Quick Links

Re: using extended statistics to improve join estimates

From:	Tomas Vondra <tomas(dot)vondra(at)enterprisedb(dot)com>
To:	Andy Fan <zhihui(dot)fan1213(at)gmail(dot)com>
Cc:	pgsql-hackers <pgsql-hackers(at)postgresql(dot)org>
Subject:	Re: using extended statistics to improve join estimates
Date:	2021-12-13 18:25:04
Message-ID:	14bedb1c-1feb-2613-96e4-2426deb5d34d@enterprisedb.com
Views:	Whole Thread \| Raw Message \| Download mbox \| Resend email
Thread:
Lists:	pgsql-hackers

On 11/6/21 11:03, Andy Fan wrote:
> Hi Tomas:
>
> This is the exact patch I want, thanks for the patch!
>

Good to hear.

> On Thu, Oct 7, 2021 at 3:33 AM Tomas Vondra
> <tomas(dot)vondra(at)enterprisedb(dot)com> wrote:
>
>
>> 3) estimation by join pairs
>>
>> At the moment, the estimates are calculated for pairs of relations, so
>> for example given a query
>>
>> explain analyze
>> select * from t1 join t2 on (t1.a = t2.a and t1.b = t2.b)
>> join t3 on (t1.b = t3.b and t2.c = t3.c);
>>
>> we'll estimate the first join (t1,t2) just fine, but then the second
>> join actually combines (t1,t2,t3). What the patch currently does is it
>> splits it into (t1,t2) and (t2,t3) and estimates those.
>
> Actually I can't understand how this works even for a simpler example.
> let's say we query like this (ONLY use t2's column to join t3).
>
> select * from t1 join t2 on (t1.a = t2.a and t1.b = t2.b)
> join t3 on (t2.c = t3.c and t2.d = t3.d);
>
> Then it works well on JoinRel(t1, t2) AND JoinRel(t2, t3). But when comes
> to JoinRel(t1, t2, t3), we didn't maintain the MCV on join rel, so it
> is hard to
> work. Here I see your solution is splitting it into (t1, t2) AND (t2,
> t3) and estimate
> those. But how does this help to estimate the size of JoinRel(t1, t2, t3)?
>

Yeah, this is really confusing. The crucial thing to keep in mind is
this works with clauses before running setrefs.c, so the clauses
reference the original relations - *not* the join relation. Otherwise
even the regular estimation would not work, because where would it get
the per-column MCV lists etc.

Let's use a simple case with join clauses referencing just a single
attribute for each pair or relations. And let's talk about how many join
pairs it'll extract:

t1 JOIN t2 ON (t1.a = t2.a) JOIN t3 ON (t1.b = t3.b)

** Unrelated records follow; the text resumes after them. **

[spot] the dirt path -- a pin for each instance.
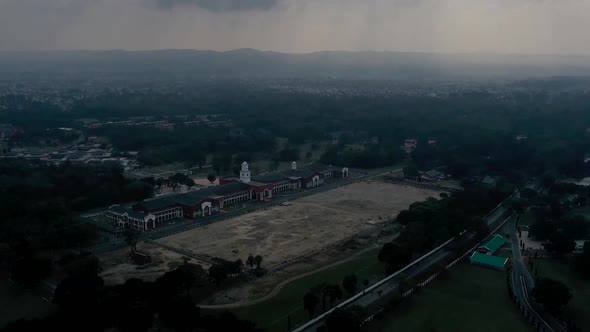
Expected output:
(280, 286)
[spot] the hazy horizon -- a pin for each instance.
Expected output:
(510, 27)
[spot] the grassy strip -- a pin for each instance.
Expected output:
(579, 306)
(272, 314)
(472, 298)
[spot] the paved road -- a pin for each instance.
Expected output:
(523, 282)
(390, 285)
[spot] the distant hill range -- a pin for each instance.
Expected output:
(249, 63)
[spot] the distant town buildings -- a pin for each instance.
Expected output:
(410, 145)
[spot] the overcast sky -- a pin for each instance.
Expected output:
(499, 26)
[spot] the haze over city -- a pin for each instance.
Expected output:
(448, 26)
(295, 165)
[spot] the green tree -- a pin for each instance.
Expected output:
(258, 261)
(552, 294)
(394, 255)
(27, 272)
(131, 237)
(349, 283)
(346, 319)
(411, 171)
(310, 302)
(560, 243)
(218, 273)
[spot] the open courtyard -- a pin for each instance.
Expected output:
(303, 226)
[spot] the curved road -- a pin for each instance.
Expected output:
(523, 282)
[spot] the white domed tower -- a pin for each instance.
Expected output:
(245, 173)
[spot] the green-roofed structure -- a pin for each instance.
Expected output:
(495, 243)
(494, 262)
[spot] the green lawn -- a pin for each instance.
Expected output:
(17, 303)
(472, 299)
(272, 314)
(579, 306)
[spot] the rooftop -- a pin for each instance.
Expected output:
(489, 260)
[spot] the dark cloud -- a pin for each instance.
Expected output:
(220, 5)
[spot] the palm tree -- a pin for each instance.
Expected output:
(258, 261)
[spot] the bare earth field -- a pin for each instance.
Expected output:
(306, 225)
(117, 267)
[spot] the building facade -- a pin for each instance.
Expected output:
(146, 215)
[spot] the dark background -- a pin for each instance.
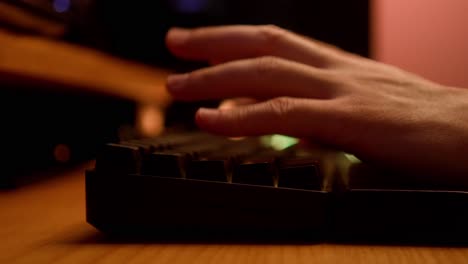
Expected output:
(35, 121)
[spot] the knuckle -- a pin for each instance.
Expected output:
(282, 107)
(266, 66)
(271, 36)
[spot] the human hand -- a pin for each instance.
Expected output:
(309, 89)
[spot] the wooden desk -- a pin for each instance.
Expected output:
(45, 223)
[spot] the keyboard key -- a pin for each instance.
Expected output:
(299, 173)
(119, 159)
(165, 164)
(209, 170)
(255, 172)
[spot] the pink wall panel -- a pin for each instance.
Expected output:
(428, 37)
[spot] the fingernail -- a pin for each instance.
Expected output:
(176, 82)
(178, 36)
(206, 115)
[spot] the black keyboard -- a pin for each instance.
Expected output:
(193, 185)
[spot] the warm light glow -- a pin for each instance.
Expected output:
(190, 6)
(150, 120)
(61, 5)
(62, 153)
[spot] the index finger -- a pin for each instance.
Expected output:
(225, 43)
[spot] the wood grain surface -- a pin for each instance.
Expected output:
(45, 223)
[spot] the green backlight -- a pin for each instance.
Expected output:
(279, 142)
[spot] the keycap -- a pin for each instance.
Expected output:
(119, 158)
(209, 169)
(299, 173)
(165, 164)
(261, 171)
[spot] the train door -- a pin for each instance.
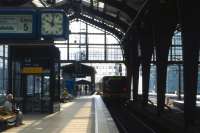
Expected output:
(33, 93)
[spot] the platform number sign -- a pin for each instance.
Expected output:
(16, 23)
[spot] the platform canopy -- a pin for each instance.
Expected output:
(113, 15)
(78, 70)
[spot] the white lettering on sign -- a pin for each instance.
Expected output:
(16, 23)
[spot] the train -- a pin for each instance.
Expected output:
(114, 87)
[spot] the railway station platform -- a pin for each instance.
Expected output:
(86, 114)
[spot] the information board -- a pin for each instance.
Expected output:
(16, 23)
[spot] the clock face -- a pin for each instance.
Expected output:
(52, 24)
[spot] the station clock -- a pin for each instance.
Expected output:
(53, 24)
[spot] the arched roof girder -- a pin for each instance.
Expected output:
(98, 24)
(77, 8)
(121, 6)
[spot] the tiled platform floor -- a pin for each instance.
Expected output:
(75, 117)
(86, 114)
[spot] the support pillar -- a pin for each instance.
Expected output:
(190, 38)
(147, 50)
(161, 59)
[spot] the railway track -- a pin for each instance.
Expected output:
(126, 121)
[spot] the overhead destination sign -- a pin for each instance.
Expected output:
(16, 23)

=> first we join t1/t2, which is 1 join pair (t1,t2)
=> then we join t1/t2/t3, but the join clause references just 2 rels, so
1 join pair (t1,t3)

Now a more complicated case, with more complex join clause

t1 JOIN t2 ON (t1.a = t2.a) JOIN t3 ON (t1.b = t3.b AND t2.c = t3.c)

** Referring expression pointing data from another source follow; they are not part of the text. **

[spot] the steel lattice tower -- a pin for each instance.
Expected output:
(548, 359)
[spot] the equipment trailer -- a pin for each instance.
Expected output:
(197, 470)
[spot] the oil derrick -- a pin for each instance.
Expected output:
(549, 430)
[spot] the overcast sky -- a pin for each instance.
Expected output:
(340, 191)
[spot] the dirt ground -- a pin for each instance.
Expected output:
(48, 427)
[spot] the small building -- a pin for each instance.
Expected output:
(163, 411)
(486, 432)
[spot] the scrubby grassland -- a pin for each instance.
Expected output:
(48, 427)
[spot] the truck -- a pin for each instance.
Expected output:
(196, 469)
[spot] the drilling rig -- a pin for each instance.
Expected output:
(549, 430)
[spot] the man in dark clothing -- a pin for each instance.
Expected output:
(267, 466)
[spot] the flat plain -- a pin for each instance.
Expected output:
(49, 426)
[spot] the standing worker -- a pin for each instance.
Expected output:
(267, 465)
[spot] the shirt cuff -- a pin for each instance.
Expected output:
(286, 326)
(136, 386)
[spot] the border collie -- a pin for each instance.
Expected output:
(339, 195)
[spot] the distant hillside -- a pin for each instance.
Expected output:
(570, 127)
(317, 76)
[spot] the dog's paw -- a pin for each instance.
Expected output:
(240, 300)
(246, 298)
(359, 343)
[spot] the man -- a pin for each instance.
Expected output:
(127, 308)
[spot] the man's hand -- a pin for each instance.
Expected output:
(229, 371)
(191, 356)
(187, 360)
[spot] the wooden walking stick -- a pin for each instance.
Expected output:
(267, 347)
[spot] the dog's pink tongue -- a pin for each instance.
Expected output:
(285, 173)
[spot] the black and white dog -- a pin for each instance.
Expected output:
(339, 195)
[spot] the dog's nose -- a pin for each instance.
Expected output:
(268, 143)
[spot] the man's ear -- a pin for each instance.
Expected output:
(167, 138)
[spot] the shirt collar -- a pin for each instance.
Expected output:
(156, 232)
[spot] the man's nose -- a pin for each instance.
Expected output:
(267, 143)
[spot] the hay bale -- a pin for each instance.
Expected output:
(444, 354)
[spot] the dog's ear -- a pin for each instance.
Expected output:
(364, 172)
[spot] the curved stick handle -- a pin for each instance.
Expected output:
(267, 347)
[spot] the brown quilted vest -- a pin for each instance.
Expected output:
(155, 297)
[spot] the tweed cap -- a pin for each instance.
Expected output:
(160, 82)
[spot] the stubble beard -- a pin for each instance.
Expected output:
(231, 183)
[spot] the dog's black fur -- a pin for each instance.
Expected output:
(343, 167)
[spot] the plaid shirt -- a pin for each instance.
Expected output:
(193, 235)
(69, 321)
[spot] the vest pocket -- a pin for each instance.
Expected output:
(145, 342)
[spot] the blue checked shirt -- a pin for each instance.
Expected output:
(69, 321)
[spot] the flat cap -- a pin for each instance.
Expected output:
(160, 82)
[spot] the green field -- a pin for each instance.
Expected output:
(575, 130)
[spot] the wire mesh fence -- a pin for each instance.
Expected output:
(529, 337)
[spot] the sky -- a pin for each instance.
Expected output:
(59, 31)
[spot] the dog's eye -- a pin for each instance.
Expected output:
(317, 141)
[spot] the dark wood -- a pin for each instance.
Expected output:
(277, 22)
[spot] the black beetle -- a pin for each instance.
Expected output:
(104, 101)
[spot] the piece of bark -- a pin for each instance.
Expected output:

=> first we join t1/t2, which is 1 join pair (t1,t2)
=> then we join t1/t2/t3, but this time the join clause references all
three rels, so we have two join pairs (t1,t3) and (t2,t3) and we can use
all the statistics.

>> I wonder if this
>> should actually combine all three MCVs at once - we're pretty much
>> combining the MCVs into one large MCV representing the join result.
>>
>
> I guess we can keep the MCVs on joinrel for these matches. Take the above
> query I provided for example, and suppose the MCV data as below:
>
> t1(a, b)
> (1, 2) -> 0.1
> (1, 3) -> 0.2
> (2, 3) -> 0.5
> (2, 8) -> 0.1
>
> t2(a, b)
> (1, 2) -> 0.2
> (1, 3) -> 0.1
> (2, 4) -> 0.2
> (2, 10) -> 0.1
>
> After t1.a = t2.a AND t1.b = t2.b, we can build the MCV as below
>
> (1, 2, 1, 2) -> 0.1 * 0.2
> (1, 3, 1, 3) -> 0.2 * 0.1
>
> And recording the total mcv frequence as (0.1 + 0.2 + 0.5 + 0.1) *
> (0.2 + 0.1 + 0.2 + 0.1)
>

Right, that's about the joint distribution I whole join.

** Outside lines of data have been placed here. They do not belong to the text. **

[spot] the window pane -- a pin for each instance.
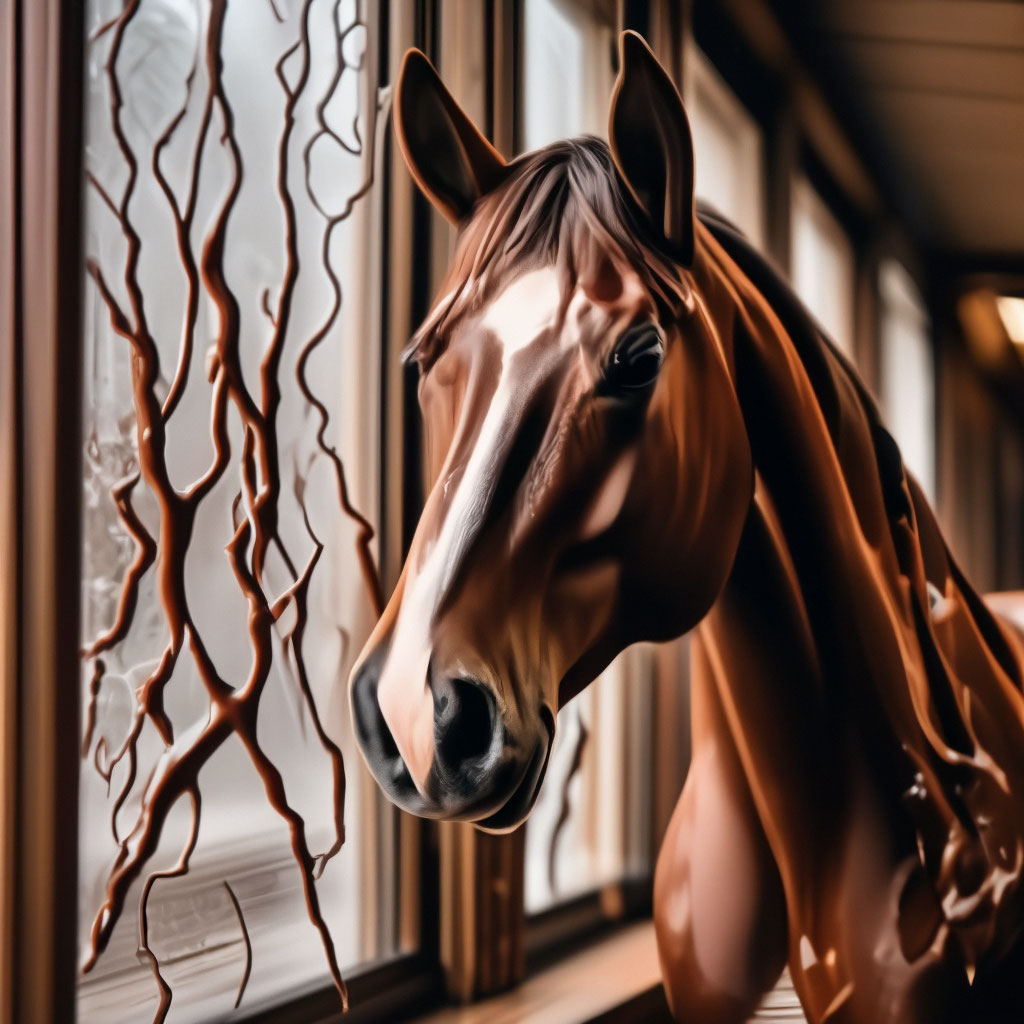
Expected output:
(230, 358)
(728, 150)
(567, 75)
(907, 373)
(823, 265)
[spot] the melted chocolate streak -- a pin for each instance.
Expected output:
(233, 710)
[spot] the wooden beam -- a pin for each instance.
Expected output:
(40, 260)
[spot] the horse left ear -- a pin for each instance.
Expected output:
(448, 156)
(651, 145)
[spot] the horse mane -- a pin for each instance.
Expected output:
(842, 396)
(936, 693)
(559, 206)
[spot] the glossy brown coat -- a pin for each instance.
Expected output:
(855, 805)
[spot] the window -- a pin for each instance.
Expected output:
(907, 375)
(567, 50)
(823, 265)
(727, 146)
(230, 376)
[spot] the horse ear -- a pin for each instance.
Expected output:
(451, 161)
(651, 144)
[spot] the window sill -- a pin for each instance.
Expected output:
(616, 979)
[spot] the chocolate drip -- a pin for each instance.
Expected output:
(564, 809)
(245, 939)
(233, 708)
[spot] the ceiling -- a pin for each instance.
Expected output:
(936, 88)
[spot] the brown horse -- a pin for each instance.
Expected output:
(633, 427)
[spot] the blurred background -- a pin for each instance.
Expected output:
(872, 150)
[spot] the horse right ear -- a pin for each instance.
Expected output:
(452, 162)
(650, 143)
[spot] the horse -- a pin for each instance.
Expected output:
(634, 429)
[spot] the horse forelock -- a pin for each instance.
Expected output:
(560, 206)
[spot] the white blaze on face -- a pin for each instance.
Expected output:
(524, 318)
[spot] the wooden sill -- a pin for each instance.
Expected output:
(613, 981)
(616, 979)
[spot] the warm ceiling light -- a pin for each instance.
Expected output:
(1012, 313)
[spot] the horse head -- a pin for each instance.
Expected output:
(590, 468)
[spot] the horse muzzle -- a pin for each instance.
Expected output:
(482, 770)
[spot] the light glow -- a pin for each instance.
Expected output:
(1012, 313)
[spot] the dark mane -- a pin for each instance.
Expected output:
(562, 206)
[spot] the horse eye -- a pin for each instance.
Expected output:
(635, 360)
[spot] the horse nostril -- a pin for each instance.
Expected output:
(465, 720)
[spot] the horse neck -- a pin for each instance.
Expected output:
(821, 520)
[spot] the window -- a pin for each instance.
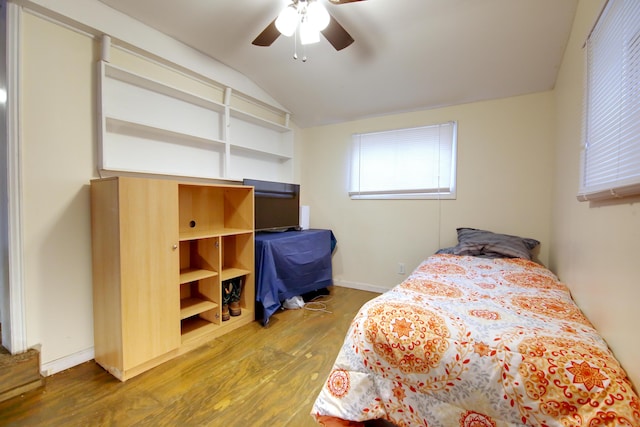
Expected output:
(611, 150)
(414, 163)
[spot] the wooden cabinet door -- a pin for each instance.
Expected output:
(149, 268)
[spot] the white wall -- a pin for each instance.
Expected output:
(594, 248)
(505, 151)
(59, 158)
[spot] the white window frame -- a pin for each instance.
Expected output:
(610, 158)
(409, 163)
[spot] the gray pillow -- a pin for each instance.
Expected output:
(487, 244)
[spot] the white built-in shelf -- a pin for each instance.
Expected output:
(251, 118)
(118, 125)
(115, 72)
(278, 156)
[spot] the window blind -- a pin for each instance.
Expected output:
(611, 150)
(404, 163)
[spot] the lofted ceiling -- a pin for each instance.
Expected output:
(408, 54)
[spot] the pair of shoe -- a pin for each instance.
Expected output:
(231, 290)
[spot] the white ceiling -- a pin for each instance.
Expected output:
(408, 54)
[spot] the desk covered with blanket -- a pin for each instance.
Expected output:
(291, 263)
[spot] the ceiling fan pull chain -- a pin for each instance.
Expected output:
(295, 45)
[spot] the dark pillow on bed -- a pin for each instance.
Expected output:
(476, 242)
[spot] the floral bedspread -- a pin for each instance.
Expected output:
(476, 342)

> With this design, the nitems of MCV on joinrel would be less than
> either of baserel.
>

Actually, I think the number of items can grow, because the matches may
duplicate some items. For example in your example with (t1.a = t2.a) the
first first (1,2) item in t1 matches (1,2) and (1,3) in t2. And same for
(1,3) in t1. So that's 4 combinations. Of course, we could aggregate the
MCV by ignoring columns not used in the query.

> and since we handle the eqjoin as well, we even can record the items as
>
> (1, 2) -> 0.1 * 0.2
> (1, 3) -> 0.2 * 0.1;
>
> About when we should maintain the JoinRel's MCV data, rather than
> maintain this just
> after the JoinRel size is estimated, we can only estimate it when it
> is needed. for example:
>
> select * from t1 join t2 on (t1.a = t2.a and t1.b = t2.b)
> join t3 on (t2.c = t3.c and t2.d = t3.d);
>
> we don't need to maintain the MCV on (t1, t2, t3) since no others
> need it at all. However
> I don't check code too closely to see if it (Lazing computing MVC on
> joinrel) is convenient
> to do.
>

I'm not sure I understand what you're proposing here.

However, I think that estimating it for pairs has two advantages:

1) Combining MCVs for k relations requires k for loops. Processing 2
relations at a time limits the amount of CPU we need. Of course, this
assumes the joins are independent, which may or may not be true.

2) It seems fairly easy to combine different types of statistics
(regular, extended, ...), and also consider the part not represented by
MCV. It seems much harder when joining more than 2 relations.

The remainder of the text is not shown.